1. A series of tiny decisions lead up to one moment that changed their lives–Nicole decides to go to Jake’s graduation; she decides to look for him after the ceremony; she steps away before he sees her. She thinks the girl he’s with is a girlfriend, and she doesn’t go talk to him. Instead she runs away. If she hadn’t, their lives would have been very different. In real life do we have those moments that change everything?
2. Is Nicole or Jake more to blame for that moment? Is “blame” the right word?
3. If they had stayed together, would either of them have achieved the success they did?
4. Nicole can’t regret the life she has had, especially her kids, even if she regrets hurting Jake and the years they lost. Do you ever wonder about your “roads not taken”?
5. Nicole asks Beca if she’s ever been in love. Her friend answers, “Dozens of times.” When Nicole asks her if it hurts when it’s over, Beca thinks about the question. “Nah, by then I’ve fallen out of love. I’m usually a little sad because it’s fun to be in love. But then I know there’ll be someone else soon.”
That summer Jake thought about his feelings for Nicole and wasn’t sure how to label them. But on the night before he’s leaving the lake he has this realization: “More than lust, more than friendship, a perfect blend that’s love.”
How do you explain or define romantic love?

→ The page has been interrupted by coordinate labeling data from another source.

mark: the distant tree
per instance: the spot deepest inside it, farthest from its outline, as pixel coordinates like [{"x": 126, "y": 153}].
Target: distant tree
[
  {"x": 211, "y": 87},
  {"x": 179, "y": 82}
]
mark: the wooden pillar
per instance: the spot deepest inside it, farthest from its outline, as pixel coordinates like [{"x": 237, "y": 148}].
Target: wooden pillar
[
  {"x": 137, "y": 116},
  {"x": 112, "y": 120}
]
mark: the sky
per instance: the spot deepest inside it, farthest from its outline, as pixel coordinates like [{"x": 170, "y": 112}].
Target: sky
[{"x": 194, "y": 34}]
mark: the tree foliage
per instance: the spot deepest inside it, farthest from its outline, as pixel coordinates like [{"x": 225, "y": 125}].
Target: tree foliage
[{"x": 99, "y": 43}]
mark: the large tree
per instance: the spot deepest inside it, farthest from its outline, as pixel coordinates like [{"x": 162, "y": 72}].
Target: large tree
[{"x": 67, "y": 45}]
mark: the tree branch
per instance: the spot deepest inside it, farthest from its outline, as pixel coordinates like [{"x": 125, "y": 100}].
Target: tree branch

6. Is there a difference between loving someone and being in love with someone? “Science” would say there is, but the in love stage only lasts about two years. When Nicole is talking to Beca in Paris about what Michael has asked her to do, she says:
“Doesn’t that spark—that passion, that whatever it is—fade away over the years into something . . . I don’t know what the word is. You’re “in love” and then you love? After all these years, wouldn’t this be where we are, no matter how we started?”

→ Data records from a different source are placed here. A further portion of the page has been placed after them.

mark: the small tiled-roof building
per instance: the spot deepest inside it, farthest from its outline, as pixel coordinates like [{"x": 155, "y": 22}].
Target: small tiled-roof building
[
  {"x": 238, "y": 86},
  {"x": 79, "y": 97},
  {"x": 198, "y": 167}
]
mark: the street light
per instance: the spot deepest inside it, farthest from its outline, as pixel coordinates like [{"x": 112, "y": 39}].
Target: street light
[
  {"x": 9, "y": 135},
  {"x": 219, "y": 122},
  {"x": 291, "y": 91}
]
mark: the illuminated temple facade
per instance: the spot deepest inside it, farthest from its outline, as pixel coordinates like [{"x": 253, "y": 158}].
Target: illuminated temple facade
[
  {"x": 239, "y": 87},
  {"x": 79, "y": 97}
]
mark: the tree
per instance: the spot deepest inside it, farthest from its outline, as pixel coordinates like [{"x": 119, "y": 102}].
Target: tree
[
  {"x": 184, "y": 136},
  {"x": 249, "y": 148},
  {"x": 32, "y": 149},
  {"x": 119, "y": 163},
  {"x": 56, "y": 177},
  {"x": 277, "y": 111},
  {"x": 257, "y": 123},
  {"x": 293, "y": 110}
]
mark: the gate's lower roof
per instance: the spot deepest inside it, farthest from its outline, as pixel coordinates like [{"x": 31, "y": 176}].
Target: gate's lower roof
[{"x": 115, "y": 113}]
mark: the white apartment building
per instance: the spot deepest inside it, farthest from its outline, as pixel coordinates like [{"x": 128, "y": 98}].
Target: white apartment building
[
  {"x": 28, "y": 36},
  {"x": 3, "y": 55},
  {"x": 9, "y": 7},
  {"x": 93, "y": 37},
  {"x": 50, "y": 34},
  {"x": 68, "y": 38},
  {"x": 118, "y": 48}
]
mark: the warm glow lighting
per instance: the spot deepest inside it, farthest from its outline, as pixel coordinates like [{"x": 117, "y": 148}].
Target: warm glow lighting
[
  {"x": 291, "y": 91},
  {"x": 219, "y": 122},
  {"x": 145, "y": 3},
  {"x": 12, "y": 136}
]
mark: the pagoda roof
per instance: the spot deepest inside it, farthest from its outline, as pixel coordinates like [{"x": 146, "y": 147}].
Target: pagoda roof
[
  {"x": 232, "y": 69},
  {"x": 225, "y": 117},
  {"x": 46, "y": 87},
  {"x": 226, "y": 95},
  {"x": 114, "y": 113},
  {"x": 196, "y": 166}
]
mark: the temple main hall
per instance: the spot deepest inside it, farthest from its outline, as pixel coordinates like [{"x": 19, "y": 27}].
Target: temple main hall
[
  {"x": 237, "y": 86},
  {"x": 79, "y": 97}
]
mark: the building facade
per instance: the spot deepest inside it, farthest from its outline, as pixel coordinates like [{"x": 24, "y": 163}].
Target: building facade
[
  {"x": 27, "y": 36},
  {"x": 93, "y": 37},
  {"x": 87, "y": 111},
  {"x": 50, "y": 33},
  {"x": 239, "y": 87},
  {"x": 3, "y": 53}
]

“Maybe.” Beca pushed the orange juice carton around. “But I don’t think you ever forget it was there. That connection, that something—like it’s us and then there’s the rest of the world. Chase and I never had it. If we had, maybe we would have gotten through . . . pulled through the hard stuff together.”
Is being in love–at least at the beginning–critical to the success of a long-term relationship?

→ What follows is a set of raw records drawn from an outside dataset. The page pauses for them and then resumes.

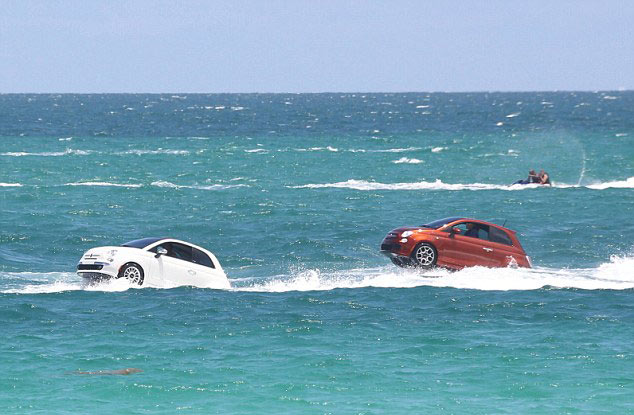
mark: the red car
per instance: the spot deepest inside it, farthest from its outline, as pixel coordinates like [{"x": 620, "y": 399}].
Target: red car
[{"x": 455, "y": 243}]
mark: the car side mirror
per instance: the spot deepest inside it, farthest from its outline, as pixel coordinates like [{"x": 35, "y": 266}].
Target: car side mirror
[{"x": 160, "y": 251}]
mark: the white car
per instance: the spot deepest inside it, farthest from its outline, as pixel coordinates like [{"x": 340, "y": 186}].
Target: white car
[{"x": 154, "y": 262}]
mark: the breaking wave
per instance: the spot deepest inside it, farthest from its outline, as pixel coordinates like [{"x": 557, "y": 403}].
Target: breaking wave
[
  {"x": 440, "y": 185},
  {"x": 104, "y": 184},
  {"x": 617, "y": 274},
  {"x": 68, "y": 151},
  {"x": 170, "y": 185}
]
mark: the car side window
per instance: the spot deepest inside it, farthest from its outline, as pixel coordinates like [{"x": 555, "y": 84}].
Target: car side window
[
  {"x": 199, "y": 257},
  {"x": 180, "y": 251},
  {"x": 499, "y": 236},
  {"x": 473, "y": 230}
]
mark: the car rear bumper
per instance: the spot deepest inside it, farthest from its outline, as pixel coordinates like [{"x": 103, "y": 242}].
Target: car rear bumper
[{"x": 397, "y": 259}]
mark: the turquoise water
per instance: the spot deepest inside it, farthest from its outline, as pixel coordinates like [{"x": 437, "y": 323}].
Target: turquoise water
[{"x": 293, "y": 193}]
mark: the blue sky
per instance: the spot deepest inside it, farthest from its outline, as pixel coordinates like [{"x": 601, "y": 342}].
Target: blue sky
[{"x": 315, "y": 46}]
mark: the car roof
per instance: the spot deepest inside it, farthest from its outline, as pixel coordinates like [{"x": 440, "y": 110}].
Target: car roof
[{"x": 485, "y": 223}]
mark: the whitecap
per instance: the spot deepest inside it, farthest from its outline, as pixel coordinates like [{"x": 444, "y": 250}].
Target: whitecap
[
  {"x": 68, "y": 151},
  {"x": 436, "y": 185},
  {"x": 619, "y": 184},
  {"x": 405, "y": 160},
  {"x": 614, "y": 275},
  {"x": 396, "y": 150},
  {"x": 169, "y": 185},
  {"x": 159, "y": 151},
  {"x": 104, "y": 184}
]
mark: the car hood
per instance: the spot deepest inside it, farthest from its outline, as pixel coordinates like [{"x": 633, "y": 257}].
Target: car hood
[{"x": 102, "y": 253}]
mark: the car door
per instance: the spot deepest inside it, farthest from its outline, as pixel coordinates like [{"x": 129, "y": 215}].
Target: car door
[
  {"x": 204, "y": 267},
  {"x": 469, "y": 247},
  {"x": 175, "y": 266},
  {"x": 503, "y": 252}
]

7. Could you–would you–forgive Michael for his part in how their lives unfolded?
8. From the cultural references–books and movies particularly–and the state of technology when Nicole and Jake meet, we can surmise that it was probably 1991. No texting, no email, no Skype. How differently might Nicole and Jake’s story have turned out if they’d had today’s technology to keep in touch during those twenty-one months apart?
9. And about that ending . . . many romance novels have epilogues to wrap up all the loose ends, but this one doesn’t. We’re left to wonder about how Jake does “getting help,” about whether he wants to have children with Nicole and how she would feel about raising another family, about how she’ll tell the twins about Jake and how they’ll handle the news. Do you like the unanswered questions? Or would you rather have had them answered? How does the author’s choice to leave them unanswered relate to the title of the book?